On the fateful morning Gawain rode out part of the way with Arthur, who assured the knight that he would try all the other answers first.

The tall powerful chieftain was waiting for Arthur, his broadsword gleaming in the sun.   As Arthur read out one answer after another, Gromer shouted, “No!No!No!” until at last he raised his sword high above his head.  “Wait!”  the kind cried.  “I have one more answer.  What a woman desires above all else is the power of sovereignty, the right to exercise her own free will.”

With a loud oath Gromer dropped his sword to his side.  “You didn’t find that answer on your own!  My cursed stepsister Ragnell gave it to you!  I’ll cut off her head.  I’ll run her through with my sword!”  He turned and plunged back into the forest, a string of curses echoing after him.

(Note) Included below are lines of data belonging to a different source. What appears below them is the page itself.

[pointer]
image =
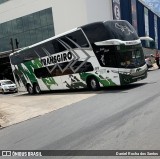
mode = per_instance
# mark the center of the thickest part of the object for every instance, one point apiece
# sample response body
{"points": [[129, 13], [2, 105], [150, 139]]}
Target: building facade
{"points": [[25, 22]]}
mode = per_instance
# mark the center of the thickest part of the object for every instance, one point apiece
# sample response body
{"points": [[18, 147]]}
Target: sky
{"points": [[154, 4]]}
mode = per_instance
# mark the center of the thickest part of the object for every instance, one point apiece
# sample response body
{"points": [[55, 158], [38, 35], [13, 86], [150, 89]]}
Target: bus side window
{"points": [[49, 47]]}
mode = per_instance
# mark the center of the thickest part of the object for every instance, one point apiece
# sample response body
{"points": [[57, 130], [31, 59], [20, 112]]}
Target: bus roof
{"points": [[84, 28]]}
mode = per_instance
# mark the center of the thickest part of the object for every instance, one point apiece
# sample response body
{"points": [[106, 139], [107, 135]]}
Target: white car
{"points": [[7, 86]]}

Arthur returned to where Gawain waited with the Lady Ragnell.  All three rode back to the castle in silence.  Only Ragnell seemed in good spirits.

The news spread quickly through the castle that a bizarre wedding was to take place between an ugly hag and the magnificent Gawain.  No one could imagine what had persuaded Gawain to marry this creature.  Some thought she must possess great lands and estates.  Others thought she must have some secret magic.  Most were just stunned at the fate of poor Gawain.

King Arthur drew his nephew aside.  “A postponement might be in order,” he said.

“I gave her my promise, Uncle.  Would you have me break my word?” Gawain replied.

So the wedding took place in the abbey, and the strange wedding feast was held before the entire court.  Throughout the long day and evening, Gawain remained pleasant and courteous.  In no way did he show anything but kind attention to his bride.

At last the wedding couple retired to their chamber.  “You have kept our promise well and faithfully,” Ragnell observed.  “You’ve shown me neither pity nor revulsion.  Come kiss me now that we are wedded.”

Gawain went to her at once and kissed her.  When he stepped aside, before him stood a serene, beautiful woman with gray eyes and a smiling face.  His scalp tingled with shock, and he jumped back.  “What manner of sorcery is this?”

Ragnell replied, “Do you prefer me in this form?”  as she turned slowly in a full circle.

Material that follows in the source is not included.